Myostatin is an important factor in the regulation of muscle and bone. The myostatin decoy receptor, ACVR2B-Fc, has been shown to increase lean body mass and bone formation [32]. However, myostatin is expressed in cardiac tissue and concerns remain as to its safety profile. Clinical studies using Selective Androgen Receptor Modulators (SARMs) have demonstrated an increase in muscle mass and strength in hypogonadal men and post-menopausal women [33]. One trial has been undertaken on women over 65 years with sarcopenia. No difference was observed between treatment groups in terms of strength and physical performance measures [34]. Denosumab, a RANK ligand inhibitor, is a commonly used anti-resorptive for treatment of osteoporosis. A recent trial delivered either denosumab or a bisphosphonate to women with osteosarcopenia [35]. Those treated with denosumab had increased ALM and handgrip strength, but no change was observed in those treated with bisphosphonates [35]. These are exciting findings that may have wide and significant implications for those living with osteosarcopenia. Further research is required to determine whether alteration of the myostatin, androgen, or RANK pathways reduce the risk of falls, fractures, and mortality in older adults with or at-risk of developing osteosarcopenia.
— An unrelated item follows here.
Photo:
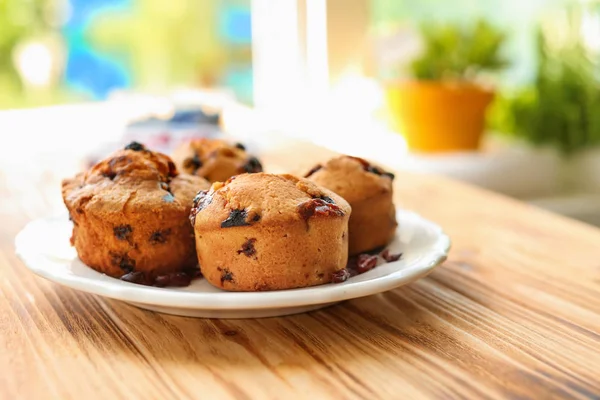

Resistance to change is an inherent human characteristic. In the history of both osteoporosis and sarcopenia, great resistance has preceded acceptance. Criticism of whether osteosarcopenia is an independent entity posing greater risk of falls, fractures, and mortality than its component parts are the necessary course to truth. In addition, attempts to link osteosarcopenia with obesity, which is unrelated to intra- and inter-muscular and marrow fat [36], have created additional confusion [4]. Accurate measures of muscle mass coupled with a consensus on the operational definition of sarcopenia will bring us closer to judicious acceptance or rejection of osteosarcopenia as a distinct entity. At present, the prospect of a unique pathophysiological mechanism and possible treatment for osteosarcopenia remains possible, appealing, and unanswered.